Longtime studio exec and producer Sam Wiesenthal, responsible with Carl Laemmle Jr. for bringing about Universal’s classic “All Quiet on the Western Front” as well as “Frankenstein” with Boris Karloff and “Dracula” with Bela Lugosi, died Feb. 11 at the Motion Picture & Television Hospital in Woodland Hills. He was 92.
The New York City native worked in the offices of Universal Pictures in Manhattan while still in high school. His accounting acumen was noticed by Carl Laemmle, who brought the teenage Wiesenthal to Hollywood shortly after he graduated from high school and worked in numerous departments at Universal alongside Carl Laemmle Jr.

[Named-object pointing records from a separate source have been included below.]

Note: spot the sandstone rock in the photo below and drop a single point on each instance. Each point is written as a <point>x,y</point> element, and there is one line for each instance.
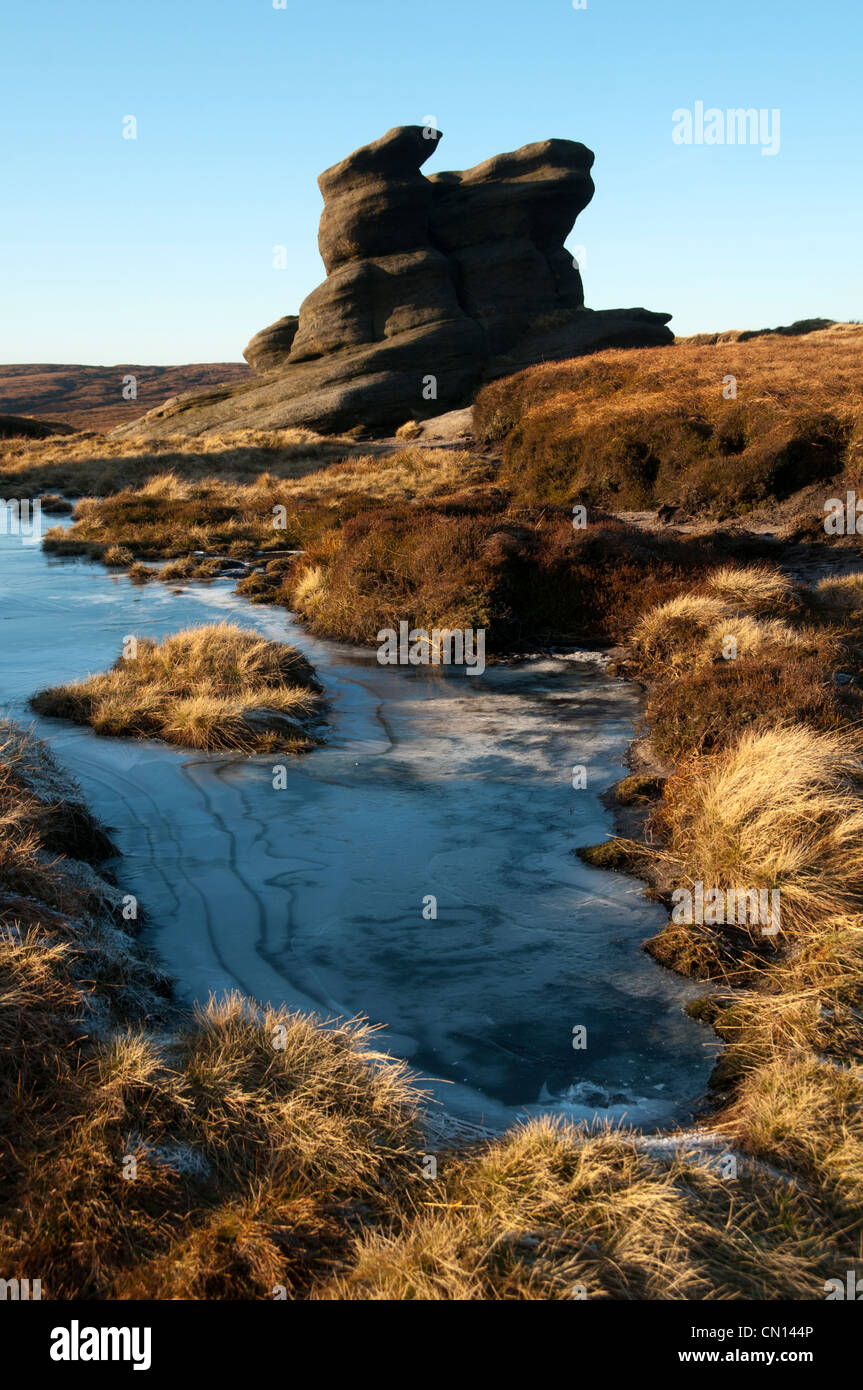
<point>434,285</point>
<point>263,720</point>
<point>271,345</point>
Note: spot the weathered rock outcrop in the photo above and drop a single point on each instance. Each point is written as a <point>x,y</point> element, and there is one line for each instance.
<point>434,285</point>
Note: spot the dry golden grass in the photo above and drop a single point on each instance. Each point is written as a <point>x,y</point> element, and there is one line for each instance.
<point>755,588</point>
<point>88,464</point>
<point>552,1214</point>
<point>778,809</point>
<point>840,594</point>
<point>216,687</point>
<point>646,427</point>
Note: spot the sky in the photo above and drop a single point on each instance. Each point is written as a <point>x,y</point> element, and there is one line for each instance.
<point>160,249</point>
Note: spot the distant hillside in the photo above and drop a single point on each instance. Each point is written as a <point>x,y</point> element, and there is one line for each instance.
<point>91,398</point>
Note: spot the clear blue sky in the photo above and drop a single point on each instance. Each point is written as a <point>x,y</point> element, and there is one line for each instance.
<point>160,249</point>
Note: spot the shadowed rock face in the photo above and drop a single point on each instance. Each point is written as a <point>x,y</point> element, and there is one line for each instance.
<point>434,285</point>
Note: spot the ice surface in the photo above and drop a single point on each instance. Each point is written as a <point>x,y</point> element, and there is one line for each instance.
<point>311,895</point>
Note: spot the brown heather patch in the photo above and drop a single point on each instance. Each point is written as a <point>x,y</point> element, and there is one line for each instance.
<point>641,428</point>
<point>523,576</point>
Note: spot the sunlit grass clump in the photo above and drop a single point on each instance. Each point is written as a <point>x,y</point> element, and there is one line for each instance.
<point>213,687</point>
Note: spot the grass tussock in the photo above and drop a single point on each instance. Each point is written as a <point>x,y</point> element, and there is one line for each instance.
<point>213,687</point>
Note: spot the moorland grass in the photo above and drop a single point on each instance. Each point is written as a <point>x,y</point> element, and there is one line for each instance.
<point>714,430</point>
<point>214,687</point>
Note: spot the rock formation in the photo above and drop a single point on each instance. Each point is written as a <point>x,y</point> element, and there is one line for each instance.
<point>434,285</point>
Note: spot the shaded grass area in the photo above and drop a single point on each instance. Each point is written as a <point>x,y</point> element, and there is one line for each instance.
<point>213,687</point>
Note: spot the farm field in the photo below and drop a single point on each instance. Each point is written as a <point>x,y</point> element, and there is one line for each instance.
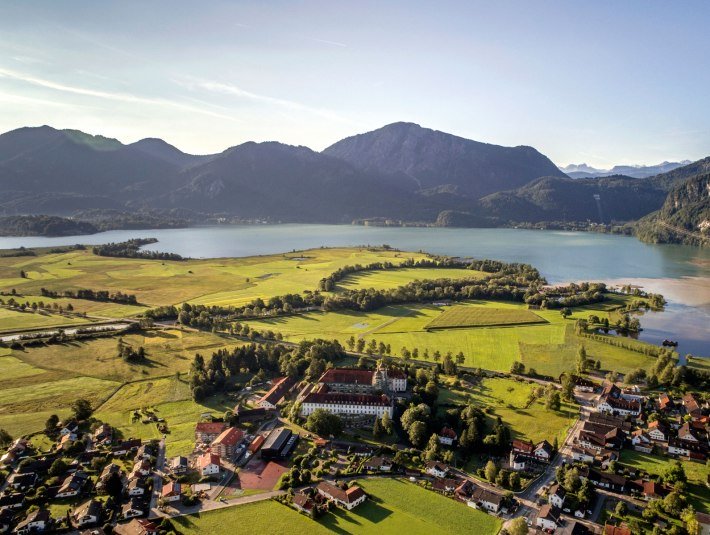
<point>698,492</point>
<point>220,281</point>
<point>262,517</point>
<point>508,399</point>
<point>395,506</point>
<point>167,352</point>
<point>550,348</point>
<point>169,398</point>
<point>470,316</point>
<point>391,279</point>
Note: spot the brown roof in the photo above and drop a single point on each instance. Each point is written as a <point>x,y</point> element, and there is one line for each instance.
<point>336,398</point>
<point>347,376</point>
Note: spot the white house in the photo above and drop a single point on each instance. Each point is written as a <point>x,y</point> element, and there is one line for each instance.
<point>548,517</point>
<point>436,469</point>
<point>209,464</point>
<point>556,496</point>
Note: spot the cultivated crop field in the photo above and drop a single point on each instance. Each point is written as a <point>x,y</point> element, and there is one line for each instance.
<point>395,506</point>
<point>458,316</point>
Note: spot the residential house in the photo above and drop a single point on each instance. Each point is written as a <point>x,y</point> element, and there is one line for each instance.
<point>304,503</point>
<point>556,495</point>
<point>379,464</point>
<point>36,521</point>
<point>348,498</point>
<point>548,517</point>
<point>171,492</point>
<point>436,469</point>
<point>87,514</point>
<point>225,445</point>
<point>209,464</point>
<point>543,451</point>
<point>448,436</point>
<point>206,432</point>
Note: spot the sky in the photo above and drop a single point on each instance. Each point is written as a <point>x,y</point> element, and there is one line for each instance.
<point>601,82</point>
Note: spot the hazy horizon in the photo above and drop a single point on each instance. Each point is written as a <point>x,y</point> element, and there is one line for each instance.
<point>604,84</point>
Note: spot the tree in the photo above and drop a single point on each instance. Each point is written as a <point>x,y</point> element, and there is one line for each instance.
<point>491,471</point>
<point>324,423</point>
<point>81,409</point>
<point>417,433</point>
<point>50,426</point>
<point>518,526</point>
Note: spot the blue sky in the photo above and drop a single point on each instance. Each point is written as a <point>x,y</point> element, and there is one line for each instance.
<point>601,82</point>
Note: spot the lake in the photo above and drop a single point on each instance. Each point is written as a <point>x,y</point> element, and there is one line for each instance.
<point>679,272</point>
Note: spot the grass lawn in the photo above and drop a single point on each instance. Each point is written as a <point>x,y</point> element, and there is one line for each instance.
<point>262,517</point>
<point>395,506</point>
<point>167,352</point>
<point>698,493</point>
<point>508,398</point>
<point>171,400</point>
<point>469,316</point>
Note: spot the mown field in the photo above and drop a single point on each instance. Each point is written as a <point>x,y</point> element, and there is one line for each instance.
<point>396,506</point>
<point>262,517</point>
<point>550,348</point>
<point>471,316</point>
<point>220,281</point>
<point>508,399</point>
<point>698,492</point>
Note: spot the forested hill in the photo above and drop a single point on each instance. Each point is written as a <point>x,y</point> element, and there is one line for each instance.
<point>432,159</point>
<point>684,216</point>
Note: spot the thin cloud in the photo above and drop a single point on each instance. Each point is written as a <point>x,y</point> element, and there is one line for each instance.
<point>233,90</point>
<point>106,95</point>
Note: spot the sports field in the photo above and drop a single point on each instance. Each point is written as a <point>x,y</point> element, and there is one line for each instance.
<point>472,316</point>
<point>395,506</point>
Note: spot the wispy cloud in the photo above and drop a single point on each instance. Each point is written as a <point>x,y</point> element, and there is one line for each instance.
<point>106,95</point>
<point>236,91</point>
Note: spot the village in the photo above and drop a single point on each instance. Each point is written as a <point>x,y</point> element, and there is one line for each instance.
<point>99,480</point>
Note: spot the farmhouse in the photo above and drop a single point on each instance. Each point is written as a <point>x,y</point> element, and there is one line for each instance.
<point>207,432</point>
<point>279,389</point>
<point>348,498</point>
<point>225,445</point>
<point>209,464</point>
<point>348,406</point>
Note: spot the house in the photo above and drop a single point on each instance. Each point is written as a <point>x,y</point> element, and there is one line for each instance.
<point>436,469</point>
<point>544,451</point>
<point>658,431</point>
<point>206,432</point>
<point>137,487</point>
<point>304,503</point>
<point>279,389</point>
<point>137,526</point>
<point>171,492</point>
<point>135,507</point>
<point>225,445</point>
<point>548,518</point>
<point>103,434</point>
<point>447,436</point>
<point>485,499</point>
<point>209,464</point>
<point>178,465</point>
<point>89,513</point>
<point>348,498</point>
<point>347,406</point>
<point>72,485</point>
<point>379,464</point>
<point>691,406</point>
<point>556,495</point>
<point>38,520</point>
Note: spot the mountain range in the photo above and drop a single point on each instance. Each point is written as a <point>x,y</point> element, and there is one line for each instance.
<point>583,170</point>
<point>398,173</point>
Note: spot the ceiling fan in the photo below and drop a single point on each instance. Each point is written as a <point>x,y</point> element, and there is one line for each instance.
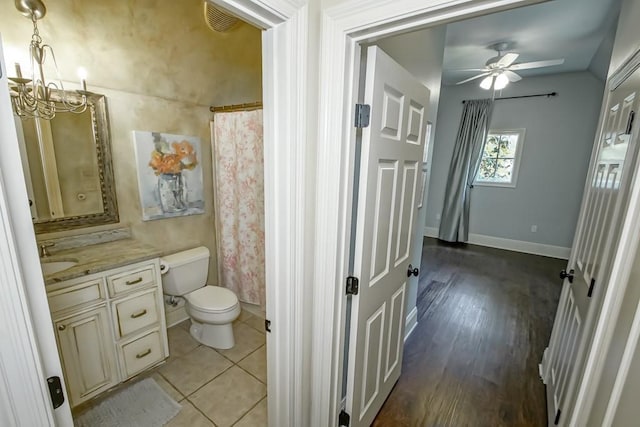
<point>500,70</point>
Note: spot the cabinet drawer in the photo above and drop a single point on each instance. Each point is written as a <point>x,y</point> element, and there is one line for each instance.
<point>76,296</point>
<point>130,280</point>
<point>135,313</point>
<point>141,353</point>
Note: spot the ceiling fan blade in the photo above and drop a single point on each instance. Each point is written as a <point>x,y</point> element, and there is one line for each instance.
<point>536,64</point>
<point>469,69</point>
<point>513,77</point>
<point>473,78</point>
<point>507,60</point>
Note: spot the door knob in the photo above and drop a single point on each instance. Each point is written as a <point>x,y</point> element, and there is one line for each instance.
<point>413,271</point>
<point>569,275</point>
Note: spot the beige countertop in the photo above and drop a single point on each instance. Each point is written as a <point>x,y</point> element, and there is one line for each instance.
<point>100,257</point>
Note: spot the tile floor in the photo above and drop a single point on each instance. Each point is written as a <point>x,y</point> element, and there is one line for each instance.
<point>217,388</point>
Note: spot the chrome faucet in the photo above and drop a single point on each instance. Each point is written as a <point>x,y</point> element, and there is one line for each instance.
<point>43,249</point>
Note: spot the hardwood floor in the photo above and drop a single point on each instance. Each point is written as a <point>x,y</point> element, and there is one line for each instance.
<point>484,319</point>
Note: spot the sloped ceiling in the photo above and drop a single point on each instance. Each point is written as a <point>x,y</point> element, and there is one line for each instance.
<point>569,29</point>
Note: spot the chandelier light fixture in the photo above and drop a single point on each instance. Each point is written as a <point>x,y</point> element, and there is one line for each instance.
<point>33,97</point>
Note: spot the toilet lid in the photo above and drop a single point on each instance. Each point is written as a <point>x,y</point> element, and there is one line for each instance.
<point>212,299</point>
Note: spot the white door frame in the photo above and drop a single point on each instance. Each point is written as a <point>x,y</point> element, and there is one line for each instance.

Wiesenthal and Laemmle Jr. quickly became production manager and vice president, respectively, of Universal Pictures. Together, they helped generate “All Quiet on the Western Front” (1930), which won the best picture Oscar that year, and Universal franchises such as “Frankenstein” starring Karloff and the Lugosi starrer “Dracula” (both 1931).
After Universal was sold in 1936, Wiesenthal moved on to various studio management positions including ones at Goldwyn and RKO.
A sampling of Wiesenthal’s independent productions included “Cry Danger,” starring Dick Powell and Rhonda Fleming; “Second Chance,” with Robert Mitchum; “Bengazi,” starring Richard Conte; and “The Kremlin Letter,” helmed by John Huston.
In 1935 Wiesenthal married Naomi Schwartz, who worked at the time as a publicist for Warner Bros. in New York. She died in 1999.
He is survived by a son, two daughters and six grandchildren.
In lieu of flowers, family suggests donations be made to the Motion Picture and Television Fund.